August 30th, 2007 12:35 PM

Liberal journalist Nina Burleigh, famous for her 1998 statement that she'd happily fellate President Clinton for "keeping abortion legal," complained in an August 30 Huffington Post blog entry that conservative Republicans are sexually repressed, homophobic, and intolerant.

The rockier the rib, the more likely you'll find pink lingerie under the trousers or a bullwhip and manacles in the bedside drawer. You can bet those Beltway dominatrices, madams and escorts (gay and straight) have been able to buy second homes -- maybe even in Sun Valley! -- with their haul during W's reign.

Oh, it gets better. According to Burleigh, gay-baiting and the Amish vote were keys to Bush's 2004 re-election victory:

...[Sen. Larry Craig's] obviously lived his whole life afflicted by the religious psychobabble and outright bigotry of people who say homosexuality is a sickness and a lifestyle decision instead of an innate state of being that has nothing to do with illness or choice.

The sickness, of course, is in the suppression, which is why closeted men seek love in rank public bathroom stalls.

The Republican Party got Bush re-elected in 2004 by playing the homophobe card. In Ohio, their minions went door-to-door in Amish country and warned the historically non-secular inhabitants that if they didn't get out and register Republican, gay marriage would be the law of the land. Tens of thousands of Amish men and women hitched horses to buggies, cracked their whips, and raced to the nearest polling place to vote to repel the Sodomites. With their unprecedented help, Ohio, that crucial state, slid ever so narrowly into the red column, sending the Bush regime back to the White House with four more years to plot how to bomb Tehran.

Of course for someone so tolerant and non-judgmental about sexual inclinations, Burleigh sure seems to fixate heavily on them.The way she writes, it's a wonder she got any work done covering the Hill in the late 1990s for all her obsession with supposedly in-the-closet gay Republicans:

When I was covering Capitol Hill just before Clinton's impeachment, every other young, spiffily manicured male staffer I met in Republican Congressional offices was at least androcentric, if not obviously gay. I don't have a sensitive gay-dar, but there was something about them. Ties never askew, hair immaculately groomed, cuffs gleaming, they usually knew more about my shoes than I did.

Bill Clinton's voracious heterosexuality had as much to do with drawing their rabid hatred as any of his other attributes. He loved women too much, and if only he'd given equal time and effort to seducing those beautiful men, he might have saved himself some trouble.

Burleigh, not one to be shy about her heterosexuality, once openly admitted her lust for the 42nd President of the United States:

Former Time White House reporter Nina Burleigh recounted in the July/August Mirabella how she was "quite willing to let myself be ravished" by Bill Clinton.

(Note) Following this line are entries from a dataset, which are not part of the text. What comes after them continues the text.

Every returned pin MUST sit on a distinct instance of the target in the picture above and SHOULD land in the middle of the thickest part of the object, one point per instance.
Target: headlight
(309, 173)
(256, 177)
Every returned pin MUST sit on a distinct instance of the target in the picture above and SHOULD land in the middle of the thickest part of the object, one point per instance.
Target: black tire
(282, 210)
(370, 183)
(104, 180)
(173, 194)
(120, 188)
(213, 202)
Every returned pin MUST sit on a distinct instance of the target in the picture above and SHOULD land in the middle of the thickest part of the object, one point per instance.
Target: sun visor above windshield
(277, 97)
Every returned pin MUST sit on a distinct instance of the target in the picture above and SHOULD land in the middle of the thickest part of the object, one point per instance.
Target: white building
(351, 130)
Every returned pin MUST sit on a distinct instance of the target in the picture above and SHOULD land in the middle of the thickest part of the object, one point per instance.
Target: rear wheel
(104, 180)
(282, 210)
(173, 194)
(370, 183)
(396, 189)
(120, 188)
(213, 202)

The magazine’s headline touted how Burleigh "thought she was beyond being seduced by a man’s power, his status, his job. Then she played cards with the President on Air Force One."

Filling in for Time’s regular reporter on Clinton’s trip to Jasper, Arkansas last summer for a funeral, Burleigh, now a Time contributor, recalled how she was asked to join Clinton in a game of hearts. Things quickly heated up: "The President’s foot lightly, and presumably accidentally, brushed mine once under the table. His hand touched my wrist while he was dealing the cards. When I got up and shook his hand at the end of the game, his eyes wandered over to my bike-wrecked, naked legs. And slowly it dawned on me as I walked away: He found me attractive."

Burleigh revealed her feminist standard of how men can ogle her if they are powerful: "We all know when we’re being ogled. The weird thing was that I didn’t mind. There was a time when the hormones of indignant feminism raged in my veins. An open gaze like that, at least from a man of lesser stature, would have annoyed me. But that evening, I had the opposite reaction. I felt incandescent. It was riveting to know that the President had appreciated my legs, scarred as they were.

"If he had asked me to continue the game of hearts back in his room at the Jasper Holiday Inn, I would have been happy to go there and see what happened. At the time, that seemed quite possible. It took several hours and a few drinks in the steaming and now somehow romantic Arkansas night to shake the intoxicated state in which I had been quite willing to let myself be ravished by the President, should he have but asked."

Burleigh is still ready to go, telling The Washington Post’s Howard Kurtz what specific sex act she’d perform on Clinton to reward his pro-abortion stand.